National Charter School Law Rankings & ScoreCard — 2024
The simple and original principle of charter schooling is that charter schools should receive enhanced operational autonomy in exchange for being held strictly accountable for the outcomes they promise to achieve. When charter school laws honor this principle, innovative, academically excellent charter schools flourish. In turn, schools that fail to produce strong outcomes close.
Since the first charter schools were established in the 1990s, the movement has spread to every corner of the country, with concentrated growth in the nation’s largest urban centers. Over time, demand for charters has skyrocketed, despite setbacks deriving from weak charter school policies, overregulation, and false perceptions of charter schools promulgated by opponents of school choice.
One of the reasons parents and students seek charters is because, when they work, they offer options that are distinct from those found in most traditional school districts. The innovations that charters are best known for are extended school days and years and, in some places, one-to-one tutoring. But charters innovate in many other ways as well: from developing unique approaches to teacher training to pioneering tools for personalized learning, many innovations that are now accepted as common were born in the charter sector.
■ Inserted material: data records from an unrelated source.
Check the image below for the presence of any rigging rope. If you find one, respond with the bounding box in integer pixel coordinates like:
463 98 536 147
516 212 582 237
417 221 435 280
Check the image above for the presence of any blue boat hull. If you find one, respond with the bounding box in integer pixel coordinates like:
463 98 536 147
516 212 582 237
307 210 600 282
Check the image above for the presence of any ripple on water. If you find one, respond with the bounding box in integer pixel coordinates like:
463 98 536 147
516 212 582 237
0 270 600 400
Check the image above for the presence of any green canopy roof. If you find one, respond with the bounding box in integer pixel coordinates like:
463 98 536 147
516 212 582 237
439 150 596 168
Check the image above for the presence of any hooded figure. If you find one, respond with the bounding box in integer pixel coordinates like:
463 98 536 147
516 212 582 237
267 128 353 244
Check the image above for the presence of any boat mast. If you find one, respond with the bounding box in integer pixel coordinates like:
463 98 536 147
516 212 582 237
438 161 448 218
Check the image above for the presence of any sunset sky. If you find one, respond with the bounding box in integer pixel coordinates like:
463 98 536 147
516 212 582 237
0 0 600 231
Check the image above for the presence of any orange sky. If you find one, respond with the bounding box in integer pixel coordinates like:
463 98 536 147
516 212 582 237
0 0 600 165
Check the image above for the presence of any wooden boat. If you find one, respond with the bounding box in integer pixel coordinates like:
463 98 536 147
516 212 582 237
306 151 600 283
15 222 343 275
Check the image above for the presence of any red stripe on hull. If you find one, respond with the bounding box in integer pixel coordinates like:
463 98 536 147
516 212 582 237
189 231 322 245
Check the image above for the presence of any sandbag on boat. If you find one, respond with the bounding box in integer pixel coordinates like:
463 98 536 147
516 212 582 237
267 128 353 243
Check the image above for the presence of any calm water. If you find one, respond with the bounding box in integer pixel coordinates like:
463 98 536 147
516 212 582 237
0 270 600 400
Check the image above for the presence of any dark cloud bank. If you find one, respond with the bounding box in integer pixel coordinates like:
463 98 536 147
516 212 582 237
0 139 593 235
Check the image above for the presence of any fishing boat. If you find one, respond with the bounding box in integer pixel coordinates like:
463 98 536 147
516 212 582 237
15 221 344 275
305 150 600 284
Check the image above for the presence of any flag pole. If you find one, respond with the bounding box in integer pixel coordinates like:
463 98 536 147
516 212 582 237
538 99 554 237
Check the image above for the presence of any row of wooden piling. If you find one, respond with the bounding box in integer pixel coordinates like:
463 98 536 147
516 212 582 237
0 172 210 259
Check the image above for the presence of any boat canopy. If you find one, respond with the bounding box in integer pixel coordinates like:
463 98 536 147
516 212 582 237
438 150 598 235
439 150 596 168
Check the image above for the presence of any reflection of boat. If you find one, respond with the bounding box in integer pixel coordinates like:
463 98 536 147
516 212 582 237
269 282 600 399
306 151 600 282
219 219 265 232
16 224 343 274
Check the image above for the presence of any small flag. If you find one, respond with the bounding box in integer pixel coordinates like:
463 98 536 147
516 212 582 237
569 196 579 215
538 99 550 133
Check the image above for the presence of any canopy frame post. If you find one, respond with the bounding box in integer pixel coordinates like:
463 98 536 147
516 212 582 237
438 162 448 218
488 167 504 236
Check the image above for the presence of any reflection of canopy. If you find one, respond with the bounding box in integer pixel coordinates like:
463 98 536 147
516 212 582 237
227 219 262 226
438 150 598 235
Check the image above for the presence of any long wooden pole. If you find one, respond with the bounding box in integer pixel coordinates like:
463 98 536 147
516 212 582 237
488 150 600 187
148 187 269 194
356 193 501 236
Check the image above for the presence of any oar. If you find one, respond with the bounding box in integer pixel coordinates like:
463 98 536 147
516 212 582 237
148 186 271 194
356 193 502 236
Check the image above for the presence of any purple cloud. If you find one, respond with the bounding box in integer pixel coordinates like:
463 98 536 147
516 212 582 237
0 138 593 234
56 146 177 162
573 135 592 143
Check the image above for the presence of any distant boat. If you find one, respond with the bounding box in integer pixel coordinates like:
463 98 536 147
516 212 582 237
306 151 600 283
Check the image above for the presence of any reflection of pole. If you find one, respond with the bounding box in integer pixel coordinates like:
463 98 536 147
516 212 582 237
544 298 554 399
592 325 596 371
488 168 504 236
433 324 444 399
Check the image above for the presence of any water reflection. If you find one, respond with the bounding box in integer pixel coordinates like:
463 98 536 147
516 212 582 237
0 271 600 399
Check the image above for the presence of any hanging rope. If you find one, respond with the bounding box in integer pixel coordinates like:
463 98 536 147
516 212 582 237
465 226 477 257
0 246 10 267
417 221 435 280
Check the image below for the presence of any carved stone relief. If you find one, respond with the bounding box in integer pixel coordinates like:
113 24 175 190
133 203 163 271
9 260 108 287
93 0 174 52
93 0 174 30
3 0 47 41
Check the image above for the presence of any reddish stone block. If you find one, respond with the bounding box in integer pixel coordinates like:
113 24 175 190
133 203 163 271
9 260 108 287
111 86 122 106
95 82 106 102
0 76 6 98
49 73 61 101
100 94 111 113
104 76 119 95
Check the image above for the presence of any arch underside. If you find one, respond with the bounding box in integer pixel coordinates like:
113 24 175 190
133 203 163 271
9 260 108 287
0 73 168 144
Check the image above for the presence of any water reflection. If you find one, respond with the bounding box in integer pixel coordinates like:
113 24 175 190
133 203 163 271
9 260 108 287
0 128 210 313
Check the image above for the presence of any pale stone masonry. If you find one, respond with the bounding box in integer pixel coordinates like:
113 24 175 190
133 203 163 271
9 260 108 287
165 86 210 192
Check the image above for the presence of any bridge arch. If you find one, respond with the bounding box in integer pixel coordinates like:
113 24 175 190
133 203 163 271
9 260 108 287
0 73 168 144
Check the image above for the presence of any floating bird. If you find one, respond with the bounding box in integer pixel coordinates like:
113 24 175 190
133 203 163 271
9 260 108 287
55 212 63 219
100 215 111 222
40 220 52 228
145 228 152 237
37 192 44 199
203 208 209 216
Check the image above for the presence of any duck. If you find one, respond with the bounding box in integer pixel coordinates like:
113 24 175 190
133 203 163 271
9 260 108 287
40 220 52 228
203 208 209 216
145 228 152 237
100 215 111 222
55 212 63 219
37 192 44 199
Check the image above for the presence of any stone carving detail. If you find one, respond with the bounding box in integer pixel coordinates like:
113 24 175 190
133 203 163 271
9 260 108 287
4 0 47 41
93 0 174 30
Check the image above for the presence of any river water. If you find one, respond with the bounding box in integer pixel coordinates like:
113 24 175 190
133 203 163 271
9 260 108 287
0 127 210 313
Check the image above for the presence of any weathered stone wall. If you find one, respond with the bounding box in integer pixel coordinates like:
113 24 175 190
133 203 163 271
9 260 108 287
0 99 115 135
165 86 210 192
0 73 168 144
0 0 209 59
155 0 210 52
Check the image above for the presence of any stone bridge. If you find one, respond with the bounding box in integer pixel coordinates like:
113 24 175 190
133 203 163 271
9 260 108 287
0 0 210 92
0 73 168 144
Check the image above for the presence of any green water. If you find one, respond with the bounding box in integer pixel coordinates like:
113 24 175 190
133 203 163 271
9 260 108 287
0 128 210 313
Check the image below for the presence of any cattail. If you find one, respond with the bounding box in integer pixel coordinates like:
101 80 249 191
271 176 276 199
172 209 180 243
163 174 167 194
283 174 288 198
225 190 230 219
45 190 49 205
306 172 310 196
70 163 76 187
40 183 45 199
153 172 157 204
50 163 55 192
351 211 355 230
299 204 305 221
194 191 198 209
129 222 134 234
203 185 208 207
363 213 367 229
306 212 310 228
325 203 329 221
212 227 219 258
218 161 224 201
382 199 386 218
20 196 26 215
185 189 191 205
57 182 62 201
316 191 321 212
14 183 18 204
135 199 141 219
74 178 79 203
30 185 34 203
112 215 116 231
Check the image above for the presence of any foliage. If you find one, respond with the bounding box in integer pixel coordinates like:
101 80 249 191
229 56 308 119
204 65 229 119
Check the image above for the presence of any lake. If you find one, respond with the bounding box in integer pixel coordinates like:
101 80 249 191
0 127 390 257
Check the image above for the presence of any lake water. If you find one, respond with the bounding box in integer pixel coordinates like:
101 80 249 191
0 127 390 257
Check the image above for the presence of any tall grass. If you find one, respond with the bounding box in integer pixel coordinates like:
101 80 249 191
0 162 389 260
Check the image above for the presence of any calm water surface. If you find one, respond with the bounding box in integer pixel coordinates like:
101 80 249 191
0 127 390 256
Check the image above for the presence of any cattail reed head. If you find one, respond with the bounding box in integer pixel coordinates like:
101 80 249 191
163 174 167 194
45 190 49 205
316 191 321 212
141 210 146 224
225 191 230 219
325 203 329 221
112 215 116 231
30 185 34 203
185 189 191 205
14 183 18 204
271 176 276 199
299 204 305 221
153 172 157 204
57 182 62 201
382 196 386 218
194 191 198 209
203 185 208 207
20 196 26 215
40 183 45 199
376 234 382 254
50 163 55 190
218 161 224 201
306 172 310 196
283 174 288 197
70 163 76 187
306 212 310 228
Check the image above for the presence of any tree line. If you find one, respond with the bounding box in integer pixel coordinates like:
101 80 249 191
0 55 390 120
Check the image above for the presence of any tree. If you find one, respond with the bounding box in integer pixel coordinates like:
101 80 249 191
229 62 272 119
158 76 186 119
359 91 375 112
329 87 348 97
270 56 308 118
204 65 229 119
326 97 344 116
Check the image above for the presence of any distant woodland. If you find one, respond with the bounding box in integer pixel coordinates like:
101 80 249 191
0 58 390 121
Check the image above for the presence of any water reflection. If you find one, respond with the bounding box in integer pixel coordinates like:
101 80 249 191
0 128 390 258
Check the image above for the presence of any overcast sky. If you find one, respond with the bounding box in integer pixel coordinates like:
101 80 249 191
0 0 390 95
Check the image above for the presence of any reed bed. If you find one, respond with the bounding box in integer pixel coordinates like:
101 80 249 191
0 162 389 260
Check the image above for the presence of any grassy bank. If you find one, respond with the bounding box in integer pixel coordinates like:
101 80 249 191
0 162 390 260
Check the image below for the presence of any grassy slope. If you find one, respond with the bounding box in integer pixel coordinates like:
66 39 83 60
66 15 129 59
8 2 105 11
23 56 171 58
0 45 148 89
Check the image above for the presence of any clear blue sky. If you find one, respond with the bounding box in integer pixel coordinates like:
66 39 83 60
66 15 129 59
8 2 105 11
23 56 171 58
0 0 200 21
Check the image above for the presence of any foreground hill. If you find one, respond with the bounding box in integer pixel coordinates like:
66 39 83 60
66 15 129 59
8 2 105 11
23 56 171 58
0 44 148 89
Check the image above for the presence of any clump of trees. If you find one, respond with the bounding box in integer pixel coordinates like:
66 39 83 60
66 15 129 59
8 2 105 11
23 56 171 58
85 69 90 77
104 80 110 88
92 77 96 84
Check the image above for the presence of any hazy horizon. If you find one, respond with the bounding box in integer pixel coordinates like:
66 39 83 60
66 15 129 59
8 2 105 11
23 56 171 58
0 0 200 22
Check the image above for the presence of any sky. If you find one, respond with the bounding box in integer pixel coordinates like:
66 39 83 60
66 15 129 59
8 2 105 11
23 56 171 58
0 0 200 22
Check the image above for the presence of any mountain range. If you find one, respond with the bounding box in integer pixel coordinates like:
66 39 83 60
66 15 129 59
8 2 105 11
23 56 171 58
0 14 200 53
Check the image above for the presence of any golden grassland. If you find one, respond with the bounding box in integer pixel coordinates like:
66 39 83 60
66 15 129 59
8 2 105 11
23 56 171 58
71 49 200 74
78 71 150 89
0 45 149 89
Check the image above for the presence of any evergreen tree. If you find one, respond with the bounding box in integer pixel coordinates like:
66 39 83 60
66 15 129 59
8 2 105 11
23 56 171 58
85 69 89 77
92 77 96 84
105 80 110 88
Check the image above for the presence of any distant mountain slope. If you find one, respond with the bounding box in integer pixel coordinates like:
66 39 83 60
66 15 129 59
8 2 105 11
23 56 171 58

Charter schools are popular and innovative. They are also effective. But charter school success depends on the policy environments in which charter schools operate. Some state laws and regulations encourage diversity and innovation in the charter sector by providing multiple authorizers to support charter schools and allowing charters real operational autonomy. As Michael Q. McShane has pointed out, where diversity exists, charter schools have the opportunity to innovate.
Too many states, however, hamper charter schools with weak laws and needless regulations. These make it difficult to distinguish charters from their district counterparts.
Weak charter school laws have proven that when we apply the same old rules to district and charter schools, we get more of the same. Overregulation and underfunding force charters to behave as district schools by another name. Wouldn’t it make more sense to allow charters the room to innovate and succeed so that they could, in turn, help district schools subvert the status quo?
Since 1996 CER has researched, analyzed and ranked state charter school laws in an attempt to demonstrate how weak charter school laws create weak charter schools. These findings consider not only the content of each law, but also how the law impacts charter schools on the ground: How robust is the charter sector in each state? How diverse are the schools? To what extent do burdensome regulations prevent charters from doing anything meaningfully different?
Before you can have charter schools, you must have a state charter school law. Forty-six states and the District of Columbia have enacted charter school laws, with Montana being the latest in May 2023. The four states that do not have charter school laws are Nebraska, North Dakota, South Dakota and Vermont.
As is the case with most education laws, charter schools are born at the state level. Typically a group of concerned lawmakers drafts a bill that allows the creation of any number of charter schools throughout a state. The content of the charter law plays a large role in the relative success or failure of the charter schools that open within that state. CER has identified a number of factors that can work together to create an environment that promotes the growth and expansion of charter schools. Some of them are identified below.
Number of Schools & Applications: The best charter laws do not limit the number of charter schools that can operate throughout the state. They also do not limit the number of students that can attend charter schools. Poorly written laws set restrictions on the types of charter schools allowed to operate (new starts, conversions, online schools), hindering parents’ ability to choose among numerous public schools. Strong charter school law allows many different types of groups to apply to open and start charter schools.
Multiple Charter Authorizers: States that permit a number of entities to authorize charter schools, or provide applicants with a binding appeals process, encourage more activity than those that vest authorizing power in a single entity, particularly if that entity is the local school board. The goal is to give parents the most options possible, and having multiple authorizers helps reach this goal. Additionally, it is important that the authorizing entities have independent power from one another to prevent creating multiple authorizers “in name only.” For more information on why multiple authorizers are important, please see our Multiple Authorizers Primer.
Waivers & Legal Autonomy: A good charter law is one that automatically exempts charter schools from most of the school district’s laws and regulations. Of course no charter school is exempt from the most fundamental laws concerning civil rights. These waivers allow charter schools to innovate in ways that traditional public schools cannot.
Full Funding & Fiscal Autonomy: A charter school needs to have control of its own finances to run efficiently. The charter school’s operators know the best way to spend funds, and charter law should reflect this need. Similarly, charter schools, as public schools, are entitled to receive the same amount of funds as all other conventional public schools. Many states and districts withhold money from individual charter schools due to fees and “administrative costs,” but the best laws provide full and equal funding for all public schools.